A engenheira agrônoma Heloísa Lee Burnquist, professora da Escola Superior de Agricultura Luiz de Queiroz (Esalq) da USP, não vê ameaça numa futura produção dos países caribenhos. “Eles dificilmente ganhariam do Brasil em escala,” afirma, “além disso, é interessante para o país não ser o único produtor de álcool” analisa a pesquisadora. Segundo ela, uma produção internacional daria mais flexibilidade ao Brasil. Se o preço do álcool caísse muito, por exemplo, o país teria a opção de produzir açúcar e importar etanol.
Para Heloísa, o Brasil dificilmente seria alcançado por outro país em sua posição de maior produtor mundial de álcool.

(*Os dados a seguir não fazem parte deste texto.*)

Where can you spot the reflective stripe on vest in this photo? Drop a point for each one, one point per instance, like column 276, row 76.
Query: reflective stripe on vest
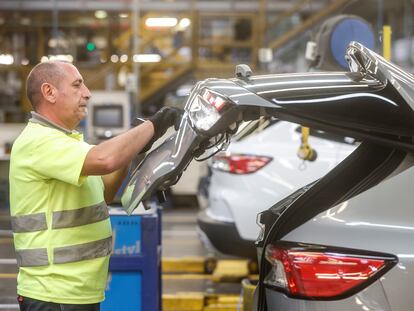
column 79, row 217
column 91, row 250
column 32, row 257
column 29, row 223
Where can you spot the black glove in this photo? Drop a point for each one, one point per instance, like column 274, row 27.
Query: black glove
column 163, row 119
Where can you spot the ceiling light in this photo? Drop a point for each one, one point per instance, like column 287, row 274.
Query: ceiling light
column 100, row 14
column 146, row 58
column 184, row 23
column 6, row 59
column 124, row 58
column 60, row 57
column 114, row 58
column 161, row 22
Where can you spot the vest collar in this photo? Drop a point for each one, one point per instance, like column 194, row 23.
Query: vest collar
column 38, row 118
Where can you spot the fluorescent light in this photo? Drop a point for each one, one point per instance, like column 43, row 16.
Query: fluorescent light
column 123, row 58
column 114, row 58
column 6, row 59
column 100, row 14
column 146, row 58
column 184, row 23
column 161, row 22
column 61, row 57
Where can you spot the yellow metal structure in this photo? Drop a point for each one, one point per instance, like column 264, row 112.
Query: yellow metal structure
column 386, row 42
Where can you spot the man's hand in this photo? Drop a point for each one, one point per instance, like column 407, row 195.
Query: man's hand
column 163, row 119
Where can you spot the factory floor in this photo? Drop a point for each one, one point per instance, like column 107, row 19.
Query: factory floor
column 183, row 255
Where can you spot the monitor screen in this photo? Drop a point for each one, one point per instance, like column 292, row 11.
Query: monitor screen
column 108, row 116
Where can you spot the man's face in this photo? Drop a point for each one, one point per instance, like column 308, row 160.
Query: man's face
column 72, row 97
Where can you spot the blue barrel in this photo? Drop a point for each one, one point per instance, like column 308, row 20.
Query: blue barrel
column 134, row 281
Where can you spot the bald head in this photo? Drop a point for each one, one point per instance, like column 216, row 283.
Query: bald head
column 48, row 72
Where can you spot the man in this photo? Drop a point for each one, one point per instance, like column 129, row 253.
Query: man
column 59, row 187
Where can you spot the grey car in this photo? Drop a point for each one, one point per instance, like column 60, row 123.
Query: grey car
column 343, row 242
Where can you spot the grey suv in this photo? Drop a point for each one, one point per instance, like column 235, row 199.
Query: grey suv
column 343, row 242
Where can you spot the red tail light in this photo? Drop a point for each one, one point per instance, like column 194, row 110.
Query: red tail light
column 239, row 163
column 320, row 273
column 215, row 100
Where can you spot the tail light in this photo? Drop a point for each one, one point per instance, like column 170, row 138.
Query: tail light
column 205, row 109
column 318, row 272
column 239, row 163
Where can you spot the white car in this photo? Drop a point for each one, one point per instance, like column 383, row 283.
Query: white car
column 262, row 159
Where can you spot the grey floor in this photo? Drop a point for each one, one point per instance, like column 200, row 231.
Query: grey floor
column 179, row 240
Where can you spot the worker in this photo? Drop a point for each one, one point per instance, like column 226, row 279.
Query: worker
column 59, row 190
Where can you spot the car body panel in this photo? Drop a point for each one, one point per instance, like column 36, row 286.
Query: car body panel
column 371, row 298
column 373, row 220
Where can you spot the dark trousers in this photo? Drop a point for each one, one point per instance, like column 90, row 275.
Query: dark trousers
column 29, row 304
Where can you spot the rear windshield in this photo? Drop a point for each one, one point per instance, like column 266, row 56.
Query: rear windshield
column 329, row 136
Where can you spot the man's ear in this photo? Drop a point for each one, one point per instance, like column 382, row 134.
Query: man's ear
column 48, row 92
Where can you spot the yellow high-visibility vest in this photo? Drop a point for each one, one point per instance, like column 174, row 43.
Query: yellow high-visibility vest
column 61, row 228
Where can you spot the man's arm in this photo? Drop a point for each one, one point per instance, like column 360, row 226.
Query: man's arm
column 118, row 152
column 113, row 182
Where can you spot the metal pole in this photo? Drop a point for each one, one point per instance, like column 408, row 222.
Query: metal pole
column 136, row 105
column 55, row 26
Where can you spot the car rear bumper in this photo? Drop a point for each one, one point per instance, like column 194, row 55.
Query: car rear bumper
column 224, row 237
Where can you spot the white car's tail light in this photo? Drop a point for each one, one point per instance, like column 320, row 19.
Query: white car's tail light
column 239, row 163
column 321, row 273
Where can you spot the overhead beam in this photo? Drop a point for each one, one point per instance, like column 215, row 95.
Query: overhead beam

Porém, segundo a pesquisadora, a grande produção também pode ser o calcanhar-de-aquiles brasileiro. “Se produzirmos muito, corremos o risco de uma nova tecnologia suplantar e substituir o etanol lá fora e perderemos investimentos,” explica, “por outro lado, se não produzirmos o suficiente, faltará etanol. É preciso acertar na medida.”
Com uma postura pragmática, o cientista social Sérgio Gil Marques dos Santos acredita que o sucesso do Brasil no novo mercado de biocombustíveis vai depender da capacidade negocial do país. Pesquisador da Universidade de São Paulo e professor em três instituições de ensino superior, Santos afirma que é hora de uma negociação madura, séria e responsável com os Estados Unidos. “Nossa tecnologia tem que ser difundida, sim, e é na mesa de negociação que decidimos o que vamos levar em troca,” acredita o cientista.
Negociar bem as vantagens que possui pode ser a chave para o país. Com duas décadas de experiência na frente, clima favorável, tecnologia desenvolvida e mercado já consolidado, o Brasil é sem dúvida a maior potência da atualidade em combustíveis de origem vegetal. Mas se quiser trabalhar de igual para igual com um gigante sedento por energia terá que assumir sua estatura ou terminará como mais um quintal energético da Casa Branca ou ainda um mero fornecedor de tecnologia em troca de passeios bucólicos em carrinhos de golfe.